The first step in tag parsing is to parse the vocabulary of the HTML document. When the user's browser parses the HTML, it will scan the document according to the order of the web page tags. When encountering a file that needs to be requested from the server, the parser sometimes does not wait for a file request at a certain location, but continues to parse the HTML. When the loaded file is requested, the parser will go back and parse the file again.

A certain finite automaton can be used to represent the parsing process of HTML, as shown in Fig. 2.

Fig.2 Finite automaton representation for HTML parsing

When the label is in the initial state (data state (D)), the following occurs:

1) The character is "<", the state is changed to "mark open state (O)":

a) Begin searching for tag names. If any a-z character is found in the order from left to right, a "start tag" will be created and the status will be changed to "tag name status (N)". The status will not change until the ">" character is found. After searching for ">" tags, the current new tag is sent to the tree constructor, the state changes back to "data state (D)".

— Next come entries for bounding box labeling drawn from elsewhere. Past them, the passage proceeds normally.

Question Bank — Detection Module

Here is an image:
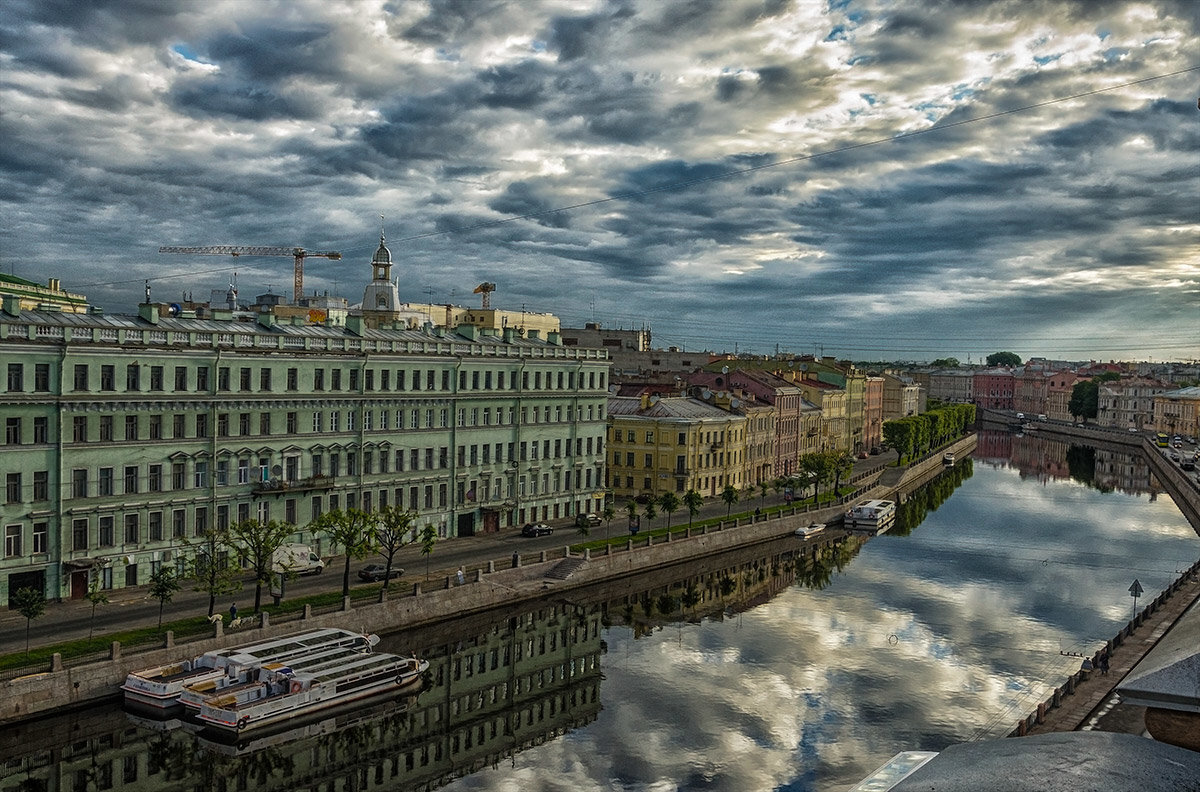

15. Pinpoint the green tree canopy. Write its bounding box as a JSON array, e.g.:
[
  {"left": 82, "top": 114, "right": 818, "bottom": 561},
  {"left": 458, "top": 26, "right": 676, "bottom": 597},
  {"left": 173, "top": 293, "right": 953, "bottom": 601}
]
[
  {"left": 311, "top": 509, "right": 376, "bottom": 596},
  {"left": 229, "top": 520, "right": 296, "bottom": 613},
  {"left": 988, "top": 352, "right": 1021, "bottom": 366}
]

b) When character "/" is found, an "off flag on state (C)" is created. If any subsequent a-z characters are searched, it will change to "tag name status (N)". Until the ">" character is found, the current new token is sent to the tree constructor and changed back to "data state (D)".

2) When encountering a-z characters, the parser will create each character as a character token and send it to the tree constructor.

3) If the tags are nested, a recursive search is performed and the above parsing steps are repeated.

3.2 DOM Tree Construction

In the process of tag parsing, the DOM tree also starts to be constructed at the same time.

When building a DOM tree, tag stack is used. Each HTML tag will enter this stack. If it detects that the same type of end tag is in the stack, it will satisfy the pop-out condition and pop the tag pair at the top of the stack. The pop-up tags are then added to the DOM tree. Therefore, the DOM tree will generate various state tree nodes according to the different states of each parse, and will be processed by the DOM tree builder.

So each tag will be found in the corresponding position of the DOM tree.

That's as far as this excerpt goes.